1. There’s much more to the Twelve Days of Christmas than the famous carol. The Twelve Days, also known as Christmastide and Yuletide, are a 12-day season of celebration, gift-giving and relaxing of restrictions that was once as popular as the one-day celebration of Christmas is today.
2. The Twelve Days come after Christmas Day, not before! Besides confusing the Twelve Days with a countdown to Christmas, there is also some debate about whether they start on December 25 or 26. The historical evidence best supports December 26 as the First Day of Christmas, and January 6 - Epiphany or Three Kings’ Day - as the Twelfth Day.
3. In times past, Twelfth Night was the grand finale of the Yuletide season filled with dances, feasts and revels. So why was Twelfth Night celebrated on the evening of January 5th, not the 6th? This is because in days gone by people considered the evening the start of a new day, not midnight as we do today. Likewise, the first night of the Twelve Days of Christmas is the evening of December 25th.
4. Why 12 days? Many social historians believe that the timing and duration of the Christmas season are inherited from pre-Christian midwinter festivals that coincided with the Winter Solstice. Early peoples also reckoned time by the moon, and over the course of a year, there is roughly a 12-day difference between the solar and lunar calendars. This 12-day difference was set aside as a special "time out of time", filled with supernatural events and folklore.

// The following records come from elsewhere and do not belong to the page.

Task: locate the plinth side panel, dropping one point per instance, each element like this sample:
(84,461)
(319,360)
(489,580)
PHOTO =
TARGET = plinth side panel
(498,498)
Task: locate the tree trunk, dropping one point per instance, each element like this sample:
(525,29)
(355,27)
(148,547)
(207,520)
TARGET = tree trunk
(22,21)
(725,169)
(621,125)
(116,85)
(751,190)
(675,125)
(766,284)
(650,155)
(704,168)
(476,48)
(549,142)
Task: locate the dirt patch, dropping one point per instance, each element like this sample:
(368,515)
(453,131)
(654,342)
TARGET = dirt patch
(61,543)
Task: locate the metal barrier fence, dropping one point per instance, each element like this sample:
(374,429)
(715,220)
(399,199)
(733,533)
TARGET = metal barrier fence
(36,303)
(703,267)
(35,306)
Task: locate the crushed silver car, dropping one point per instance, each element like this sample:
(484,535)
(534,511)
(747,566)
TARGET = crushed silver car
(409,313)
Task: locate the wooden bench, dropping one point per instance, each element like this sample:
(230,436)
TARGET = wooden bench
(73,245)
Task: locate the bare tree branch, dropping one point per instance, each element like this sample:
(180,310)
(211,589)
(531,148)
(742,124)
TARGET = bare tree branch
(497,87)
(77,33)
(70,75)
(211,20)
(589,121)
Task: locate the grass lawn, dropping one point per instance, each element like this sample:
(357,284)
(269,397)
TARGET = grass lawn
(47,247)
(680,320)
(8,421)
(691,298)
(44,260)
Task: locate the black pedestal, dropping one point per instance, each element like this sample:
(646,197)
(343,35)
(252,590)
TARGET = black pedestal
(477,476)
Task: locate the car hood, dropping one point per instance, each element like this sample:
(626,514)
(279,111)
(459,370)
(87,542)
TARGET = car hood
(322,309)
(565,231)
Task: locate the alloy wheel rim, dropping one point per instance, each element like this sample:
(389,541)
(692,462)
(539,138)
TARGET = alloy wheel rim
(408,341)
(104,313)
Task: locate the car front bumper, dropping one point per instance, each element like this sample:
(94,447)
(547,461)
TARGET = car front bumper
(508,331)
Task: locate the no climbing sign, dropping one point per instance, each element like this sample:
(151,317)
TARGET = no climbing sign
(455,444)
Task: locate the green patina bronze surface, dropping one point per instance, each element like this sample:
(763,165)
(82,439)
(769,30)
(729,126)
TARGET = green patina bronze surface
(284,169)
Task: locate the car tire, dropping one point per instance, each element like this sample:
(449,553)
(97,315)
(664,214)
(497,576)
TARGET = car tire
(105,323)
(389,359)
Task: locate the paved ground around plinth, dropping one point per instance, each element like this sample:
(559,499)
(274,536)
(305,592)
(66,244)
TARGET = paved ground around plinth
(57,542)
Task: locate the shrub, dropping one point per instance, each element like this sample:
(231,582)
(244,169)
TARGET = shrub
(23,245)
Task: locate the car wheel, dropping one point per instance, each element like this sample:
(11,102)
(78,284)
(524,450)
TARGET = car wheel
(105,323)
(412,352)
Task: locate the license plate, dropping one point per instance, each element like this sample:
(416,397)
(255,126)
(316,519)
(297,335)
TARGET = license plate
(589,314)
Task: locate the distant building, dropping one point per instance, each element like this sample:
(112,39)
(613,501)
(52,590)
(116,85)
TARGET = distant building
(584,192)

5. In some medieval cultures, the Twelve Nights was a time that evil spirits roamed. Some also believed that immoral men could be transformed into werewolves for the duration of the Twelve Days.
6. Special food and drink traditions abound during the Twelve Days, beginning with Christmas and continuing at New Year. Twelfth Night has its own traditions: toasting with wassail and special cakes variously called Twelfth Night Cakes, Bean Cakes or Kings' Cakes filled with good luck charms.
7. Burning the Yule Log throughout the Twelve Days was an ancient custom to protect the home and the family gathered there during this period. The Yule Log tradition still lingers – at least for a few hours – in its annual appearance on cable TV, and in cakes shaped like Yule Logs.
8. Although Santa Claus is the most well-known dispenser of gifts, there are a number of other mystical gift-bringers around the world who arrive and depart during the Twelve Days. Among them: the Befana, the Babushka, Frau Holle, the mischievous Nordic Yule elves and the Three Kings.
9. The Twelve Days of Christmas is one of the oldest Christmas carols still sung today. Like other aspects of the Twelve Days, its origin is a matter of debate, but there is strong evidence that it dates to at least the 16th century and is likely even older.
10. All of the gifts mentioned in the carol really add up – 364 gifts in all! The cost of giving all the gifts in the carol – the so-called Christmas Price Index – exceeded $100,000 for the first time in 2011.
11. The Twelve Days carol was once a popular party game in the 1700-1800s where making a mistake in the lyrics meant you would have to give up a small token, sweet, or perhaps even a kiss!
12. The often-repeated tale that the lyrics of the Twelve Days carol were a secret code designed to help Catholics living in Protestant England remember religious doctrine is simply a modern day Christmas myth that lives on in the internet despite having been debunked.